Ainsi, les promoteurs du réseau Sortir du nucléaire annoncent : "Le but du réseau est de mettre en place le rapport de force qui permette de mettre fin au programme nu­cléaire français en maintenant l’équilibre entre la vie associative de base et l’efficacité du groupe de pression doté de salariés." Pour réaliser son noble but, "le réseau dispose du savoir-faire médiatique et logistique", "né de la réussite de la lutte contre SuperPhénix" [13]. Voilà qui a au moins le mérite de la clarté. Les indignés en mal d’activisme qui veulent aujourd’hui y participer ne sont même pas pris en
traîtres. A eux le pain quotidien du militantisme de base écologiste : confection et distribution de badges, jeûne sur des sites pressentis par le CEA, communiqué et conférence de presse, entretien de la microbureaucratie du réseau, etc. Les plus exal­tés peuvent toujours pimenter l’affaire par quelques coups spectaculaires à la mode de Greenpeace, destinés à augmenter l’audimat du lobby.

*****

Comme l’a souligné Marx, il arrive que l’histoire soit répétitive, la première fois com­me tragédie, la seconde fois comme farce. La comé­die des réseaux d’opposition au nucléaire français confirme la maxime. Mais, dans le monde illusoire de la démocratie idéale, la question des conditions,
des objectifs, et des difficultés de la lutte n’est jamais posée. Les tentatives de "revitaliser" l’oppo­sition au nucléaire hexagonal telle qu’el­le fut dans les années 70 relèvent au mieux de la nostalgie, au pi­re du spectacle du plus mauvais goût. Les conditions géné­rales étaient beau­coup plus favorables qu’aujourd’hui dans la mesure où l’antinu­cléaire était partie prenante, malgré des limites évidentes, des tendances radicales qui marquèrent l’époque du sceau de leur utopie.
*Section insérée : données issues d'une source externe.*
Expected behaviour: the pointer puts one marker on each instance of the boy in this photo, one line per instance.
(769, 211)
Pourtant, il a échoué à retarder, sans même parler d’entraver, la réalisa­tion du programme électronucléaire. Dé­sormais, il n’existe rien de tel, sinon à l’état embryonnaire. La produc­tion nucléaire est devenue, en France plus qu’ailleurs, partie intégrante de la survie quotidien­ne. Nul citoyen n’y échappe comme consommateur. Et leur simple angoisse, en général refoulée, des ca­tastrophes nucléaires ne fera pas le printemps de la subversion s’ils ne remettent pas en cause eux-mêmes, pour eux-mêmes, leur condition d’ilotes du capital. Le bluff et les gesticulations de quelques spécialistes de l’intervention spectaculaire ne leur seront d’aucun secours. Plus que jamais, il est im­possible de combattre le nucléaire sans, en même temps, combattre la société qui lui a donné naissan­ce, et sans rompre sans retour avec les réformateurs des lobbies écologistes. Toute tentative de subver­sion du monde nucléarisé doit reprendre les choses là où elles ont été abandonnées, reprendre les ques­tions laissées en suspens. Ainsi, il est impossible de se contenter de l’ancienne contestation de l’éner­gie nucléaire mais, à travers elle, de pousser la cri­tique plus loin, vers la remise en cause du monde de l’énergie lui-même, sans se laisser séduire par les nouveaux costumes de scène qu’il revêt. Voilà qui paraîtra sans doute de peu d’intérêt aux amateurs "d’efficacité". Pourtant, c’est l’une des conditions pour donner tout son sens à notre combat.